A health and lifestyle company
Jason Lin is confident that in the several years since Uni-President repositioned itself, it has successfully made the transition from a food company to a group of health companies that guide their customers in the pursuit of wellbeing and a healthier lifestyle. In addition to obtaining health-food certification from the Department of Health for many of its cooking oils, milk products, and tea drinks, Uni-President uses its wide range of retail and food-service outlets to provide health products and healthy living information to customers.
As part of its environmental action plan, Uni-President has begun reducing food miles (the distance food travels from the time of its production until it reaches the consumer) and minimizing the need for low-temperature food storage by using locally produced and in-season food and increasing the percentage of organically grown agricultural products it sells.
In addition, Uni-President has set its companies a series of goals to lower their greenhouse gas emissions, water consumption, generation of waste materials, and office paper use. On the manufacturing side, the group has set packaging reduction, green purchasing and procurement, green product, and green energy use goals. The group hopes thereby to reduce its companies' environmental impact to a minimum and encourage consumers to choose its products not just because they are reasonably priced and convenient, as was already the case, but out of a greater commitment to the environment and society.
For example, in the past Uni-President used to transport individual packages of animal feed by truck to its customers, and the customers would then unload, unpack, and use the feed, which was a serious waste of material. Since the group launched its packaging reduction program, its animal feed factories have been loading the feed directly into bulk feed tanks mounted on the trucks.

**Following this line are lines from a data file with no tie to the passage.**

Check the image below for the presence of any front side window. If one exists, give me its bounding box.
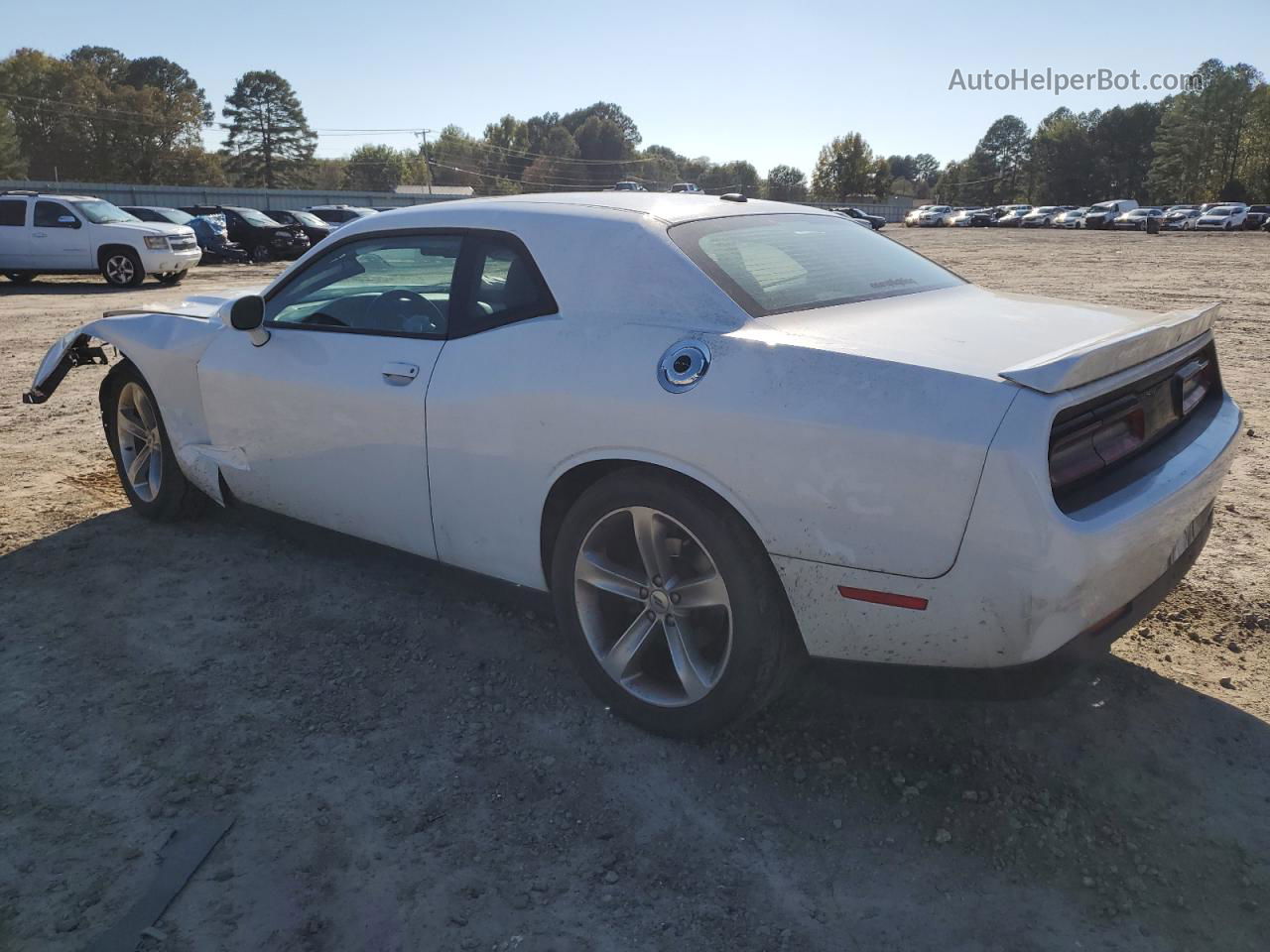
[670,214,964,317]
[75,198,140,225]
[264,235,462,336]
[35,202,78,228]
[0,198,27,228]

The feed is then unloaded directly into the customers' storage tanks. Moreover, packaged solid sugar has been replaced by a vacuum-packed sugar syrup, which customers can mix directly into food. Two steps are saved in this way: opening individual sugar packages and dissolving the sugar.
In 2007, the board of directors appointed executive vice president Alex Lo, who happens to be Kao Chin-yen's son-in-law, as president of the Uni-President group, a move that has been widely seen as a sign that he is Kao's heir apparent. Jason Lin was promoted to group CEO, but Kao remains chairman of the board and the group's kingmaker.

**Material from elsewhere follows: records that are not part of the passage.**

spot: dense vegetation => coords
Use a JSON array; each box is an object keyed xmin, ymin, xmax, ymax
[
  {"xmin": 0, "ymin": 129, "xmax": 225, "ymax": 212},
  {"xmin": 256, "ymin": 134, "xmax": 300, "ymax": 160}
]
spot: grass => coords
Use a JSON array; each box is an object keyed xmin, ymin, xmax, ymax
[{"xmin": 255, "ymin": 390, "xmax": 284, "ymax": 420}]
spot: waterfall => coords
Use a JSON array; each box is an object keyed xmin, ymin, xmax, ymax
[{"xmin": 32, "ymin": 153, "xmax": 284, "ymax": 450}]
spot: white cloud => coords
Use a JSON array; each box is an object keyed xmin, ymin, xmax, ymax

On becoming group president, Alex Lo said, "We have to identify needs which our customers are not aware they have." Lo's main task in his new post has been to redefine the group's corporate strategy.

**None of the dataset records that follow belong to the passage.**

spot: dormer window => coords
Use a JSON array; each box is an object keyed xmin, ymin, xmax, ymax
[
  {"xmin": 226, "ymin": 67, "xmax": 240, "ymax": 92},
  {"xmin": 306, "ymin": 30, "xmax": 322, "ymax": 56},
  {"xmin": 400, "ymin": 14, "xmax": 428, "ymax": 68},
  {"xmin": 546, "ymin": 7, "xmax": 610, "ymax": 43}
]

For example, for its dairy products line, Uni-President has developed quality up-market products and innovative manufacturing processes that employ "high-temperature, short-time" (HTST) pasteurization. To meet today's consumers' demand for low-cholesterol foods, the group has also launched a plant-sterol milk. Even instant noodles, a product that has always sold well, raise concerns among consumers who are worried about eating too much deep-fried food. Consequently, Uni-President has invested in state-of-the-art food processing technology to introduce a healthier line of instant noodles that are not deep fried. Although they are more expensive, the group is confident that they will attract new customers.